15 years of Windsor Castle Park: Designer Lawrence Pitt recalls early days of Luter-funded nature preserve
Published 2:38 pm Tuesday, June 3, 2025
May 22 marked 15 years since the grand opening of Windsor Castle Park, which owes its presence in the heart of Smithfield’s historic district primarily to two men.
The first and most well known is former Smithfield Foods Chairman Joseph Luter III, who gave $5 million to the town to purchase the 208-acre 18th century homestead of Smithfield founder Arthur Smith IV.
The second is Luter’s project manager, Lawrence Pitt, who recently met with the Times for an interview on his role in bringing Luter’s brainchild to fruition.
Pitt said he first met Luter several years before being hired as project manager when he was serving on the board of one of Luter’s other philanthropic efforts.
“He was just as nice a guy as you can be. … He calls me by name; I don’t know how he knew,” Pitt said.
Luter asked Pitt to help him with a home renovation project and “from there, we became real good friends,” Pitt said.
Luter had retired as Foods’ president and CEO in 2006 but was still serving as the company’s board chairman when he approached Pitt, a phone company retiree, in early 2009 and asked that they meet for lunch at the Smithfield Station restaurant.
“He said, ‘Come on, I want to show you something I want to do,’” Pitt said, and, after lunch, they found themselves wandering through the woods by the park’s South Church Street entrance.
“He says, ‘I want to make a park here,’” Pitt said.
At the time, the land was still owned by Newport News developer Lewis McMurran, who in 2004 had proposed building a 445-home development dubbed “Villages at Windsor Castle.”
“He said, ‘I’ll take care of it,’” Pitt recalled. “… In less than a week he called me and said go ahead and start digging.”
It’s something Pitt has always admired about Luter.
“When he wants to do something, he gets his way,” said Pitt, who credits Luter with coming up with the idea and getting the project started.
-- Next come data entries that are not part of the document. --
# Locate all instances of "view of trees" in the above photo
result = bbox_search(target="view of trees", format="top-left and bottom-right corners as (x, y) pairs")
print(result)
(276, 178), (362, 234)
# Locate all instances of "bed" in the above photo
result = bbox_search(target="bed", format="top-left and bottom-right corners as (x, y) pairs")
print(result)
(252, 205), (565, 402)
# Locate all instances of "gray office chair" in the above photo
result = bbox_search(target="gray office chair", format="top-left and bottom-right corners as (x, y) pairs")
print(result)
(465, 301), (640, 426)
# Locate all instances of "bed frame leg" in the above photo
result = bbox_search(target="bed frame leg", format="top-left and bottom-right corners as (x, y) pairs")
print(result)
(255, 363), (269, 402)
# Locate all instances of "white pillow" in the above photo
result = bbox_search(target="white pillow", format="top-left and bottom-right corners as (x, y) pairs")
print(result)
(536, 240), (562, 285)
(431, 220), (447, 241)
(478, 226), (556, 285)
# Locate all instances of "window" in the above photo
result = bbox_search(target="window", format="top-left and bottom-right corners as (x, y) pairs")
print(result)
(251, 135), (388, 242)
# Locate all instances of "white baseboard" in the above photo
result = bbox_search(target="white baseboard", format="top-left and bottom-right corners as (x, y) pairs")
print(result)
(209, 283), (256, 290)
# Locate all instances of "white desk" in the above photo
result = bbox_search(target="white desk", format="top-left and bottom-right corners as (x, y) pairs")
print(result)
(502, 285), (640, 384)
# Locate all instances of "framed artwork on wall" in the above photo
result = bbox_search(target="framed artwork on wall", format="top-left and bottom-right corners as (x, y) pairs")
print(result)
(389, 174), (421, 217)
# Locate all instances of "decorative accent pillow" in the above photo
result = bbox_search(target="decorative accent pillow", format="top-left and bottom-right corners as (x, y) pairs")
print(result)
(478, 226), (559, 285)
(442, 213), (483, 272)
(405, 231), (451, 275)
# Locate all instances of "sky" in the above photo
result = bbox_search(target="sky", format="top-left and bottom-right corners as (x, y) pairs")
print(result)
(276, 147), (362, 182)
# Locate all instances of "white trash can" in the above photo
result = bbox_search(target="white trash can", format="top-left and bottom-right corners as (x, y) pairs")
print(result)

“We look at the park and call it good,” the Rev. Will Montgomery, pastor of Trinity United Methodist Church in 2010, was quoted in the Times as having remarked at the park’s dedication ceremony that year, alluding to a passage in the Bible describing the creation of the world.
While Windsor Castle Park took longer than six days to build, Pitt was able to finish it in just over a year by following an aggressive construction schedule. He began by crawling through foliage to mark the desired path of the walking trail with wooden stakes, designing its shape to require clearing only shrubbery and leave large trees where they stood. There’s one point where the walking trail splits to go around a tree.
“We wanted it to stay as natural as it could possibly be,” Pitt said.
He recalls that even before the trails were graded and paved, people began walking them, following the stakes.
Pitt retained Todd Bryant, owner of Bryant’s Excavation, to do the clearing and grading of the nearly four-mile walking trail that spans the park’s perimeter, with one condition.
“I said if I give you the job I want you on the job until we finish,” Pitt said.
Bryant, who’d worked with Pitt before, agreed to Pitt’s terms and by April 2009 Pitt had drawn up a schedule that called for the trail to be completed by Sept. 5 of that year.
The idea for a kayak and canoe rental and launch pier located a half-mile south of the South Church Street entrance at a clearing overlooking Cypress Creek, Pitt said, was one of his ideas, though he pitched to Luter and received approval.
Pitt oversaw the demolition of a house on Mason Street to make room for the park’s main entrance, where a brick wall, pavers and historic-style street lamps now stand, and arranged for an archeological study to search for the grave of Arthur Smith and evidence of Native American inhabitation. Two headstones, one of which is Smith’s, were found in the tree line near the waterfront and are now surrounded by a wrought iron fence bordering a section of trail.
Pitt also served as Luter’s spokesman through the permitting process, which entailed obtaining permissions from Smithfield’s Town Council, Isle of Wight County’s Wetlands Board and the Virginia Marine Resources Commission.
Hodges & Hodges Marine built the original piers and footbridges, which in 2024 were rebuilt by Athens Building Corp.
The Windsor Castle Park Foundation, a nonprofit organization that operates separately from the town, now raises funds for improvements to the park. The park now includes a children’s play area, and in 2021, Ariane Williams, who now heads Isle of Wight County’s NAACP chapter, organized a group of volunteers to revitalize a community garden started by Smithfield Middle School students near the kayak launch. That same year, volunteers, including members of the Virginia Master Naturalists and Smithfield Foods workers, set up oyster castles and planted native grasses at an area of shoreline by Cypress Creek to stop erosion and improve water quality.
“There’s all kinds of people who walk through here now,” Pitt said. “There was nowhere in town you could do anything like this, so this really has turned out to be something pretty good.”